The Death of Bessie Smith is a one-act play by American playwright Edward Albee, written in 1959 and premiered in West Berlin the following year. The play consists of a series of conversations between Bernie and his friend Jack, Jack and an off-stage Bessie, and black and white staff of a whites-only hospital in Memphis, Tennessee on the death date of the famous blues singer, Bessie Smith, who died in a car wreck.

==Production history==
The play premiered in West Berlin at the Schlosspark Theatre, Berlin, Germany on April 21, 1960.

It premiered Off-Broadway at the York Playhouse on March 1, 1961, in a double bill with Albee's The American Dream. Directed by Lawrence Arrick, the nurse was played by Rae Allen, and Ben Piazza played "the young man".

The play opened on Broadway in repertory with other Albee plays, at the Billy Rose Theatre on October 2, 1968, for 12 performances. Directed by Michael Kahn, Rosemary Murphy played the nurse, and Ben Piazza played the intern.

The work was first staged in London's West End at the Royal Court Theatre in 1961 with Gene Anderson as the nurse, Tommy Eytle as Jack, Robert Ayres as the Father, Avril Elgar as the second nurse, and Richard Easton as the intern.

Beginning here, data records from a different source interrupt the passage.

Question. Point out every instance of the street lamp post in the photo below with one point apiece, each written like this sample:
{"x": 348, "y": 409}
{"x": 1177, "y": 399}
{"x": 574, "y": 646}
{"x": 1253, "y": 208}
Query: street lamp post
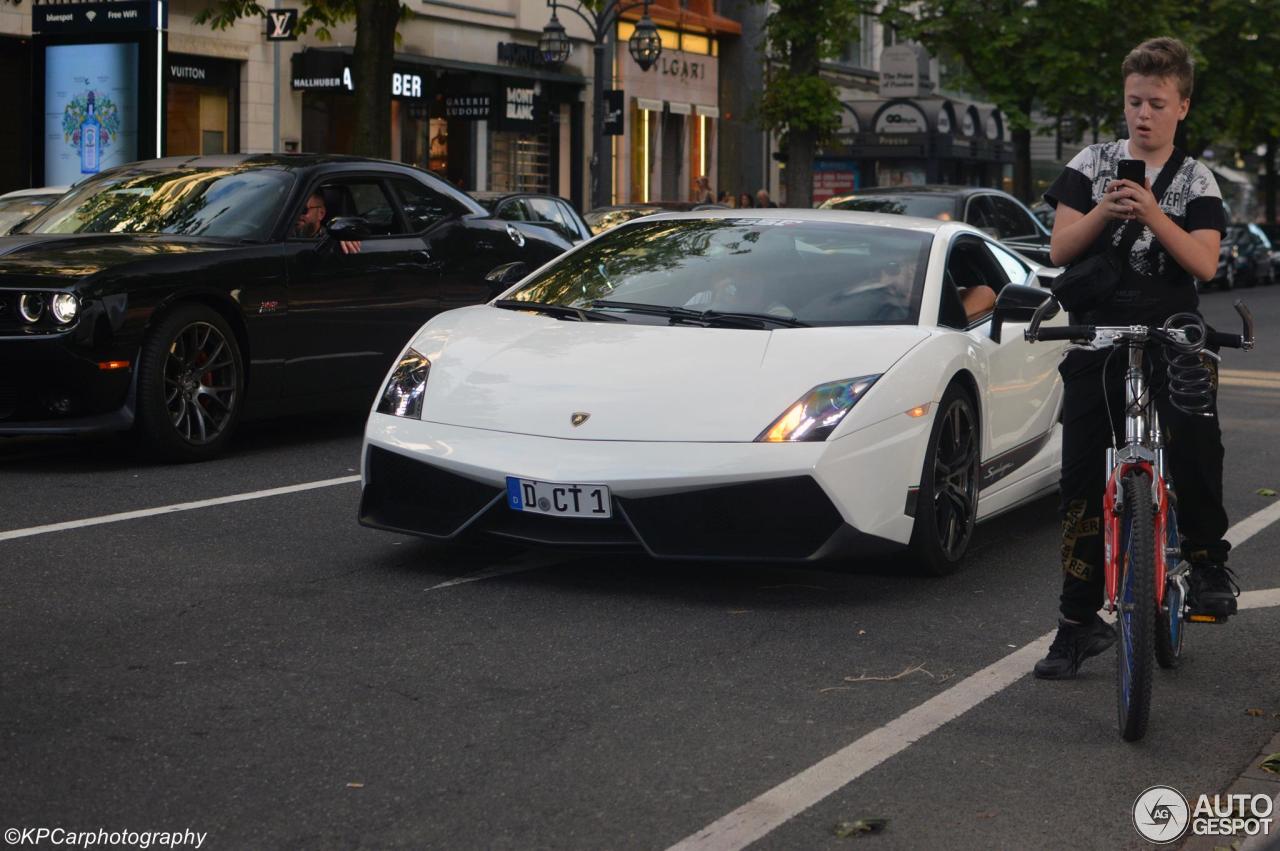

In the original British Actors edition approved by the Lord Chamberlain for performance in Britain, the scene with the line My love is like a tent with the pole pointing upwards (i.e. an erection) was censored.

As part of an Albee Festival, the Goodman Theatre in Chicago, presented The Death of Bessie Smith in 2003.

New Brooklyn Theatre produced The Death of Bessie Smith in January 2014 at Interfaith Medical Center to raise awareness about several New York City hospitals in danger of closing.

==Plot overview==
The play is set in 1937 in Memphis, Tennessee, in a segregated hospital and its surrounding grounds.

The character of Bessie Smith is only referred to in Albee's play and does not appear on stage. In early performances, Albee did not even allow music or pictures of her to be used.

==Historical accuracy==
The incident upon which the play is based is a myth that was largely accepted as fact until convincing evidence to the contrary appeared in the original 1972 edition of Bessie, a biography of the singer. Bessie Smith did indeed die following a car crash, but she was never refused admittance to a white hospital, which is the premise of Albee's play. She was taken directly to the Afro-American Hospital in Clarksdale, Mississippi, where she died some seven hours later. The idea that she was refused entry to the whites-only hospital originated in an article by jazz writer and producer John Hammond in the November 1937 issue of Down Beat.

==Characters==

- Bernie: A black man, about forty, thin.
- Jack: A dark-skinned black man, forty-five, bulky, with a deep voice and a mustache.
- The Father: A thin, balding white man, about fifty-five.
- The Nurse: A southern white girl, full-blown, dark- or red-haired, pretty, cute, with a wild laugh. Twenty-six.
- The Orderly: A light-skinned Negro, twenty-eight, clean-shaven, trim, prim.
- Second Nurse: A southern white girl, blond, not too pretty, about thirty.
- The Intern: A southern white man, blond, well put-together, with an amiable face, thirty.